Without this structure, MCP quickly turns into a collection of unmanaged local integrations.
When MCP Is Actually Necessary
MCP is useful when AI needs to interact with real enterprise systems.
Examples include:
ticket management
deployment pipelines
event systems like Kafka
internal APIs
operational tools
These are actions where security and control matter.
When MCP Is Not Required
Many AI workflows do not require MCP at all.
Examples:
generating code
reviewing pull requests
analyzing repositories
writing documentation
designing architecture
In these cases Claude already has the context it needs.

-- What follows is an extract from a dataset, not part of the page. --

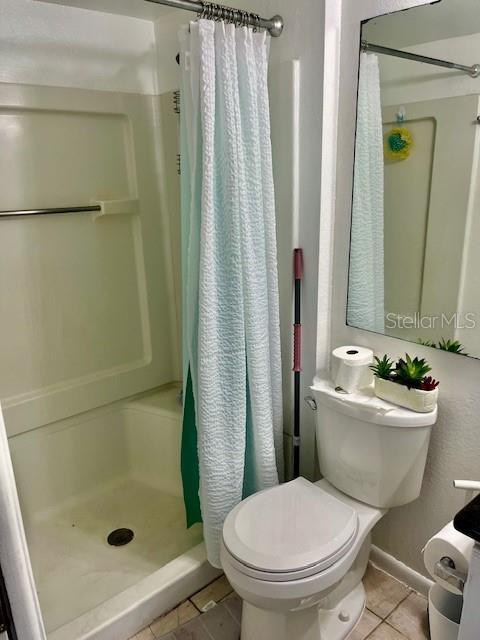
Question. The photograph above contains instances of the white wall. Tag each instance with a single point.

Adding MCP would simply add unnecessary complexity.
Key Takeaways
If an enterprise decides to adopt MCP, the architecture should follow a simple rule:
MCP is a shared service, not a team responsibility.
Shared services provide the integrations.
Developers connect once and use the available tools.
The result is a clean model:
Developer + Claude
│
▼
Enterprise MCP Platform
│
▼
Enterprise Systems
This keeps AI powerful while maintaining the same security, governance, and operational discipline expected from any enterprise platform.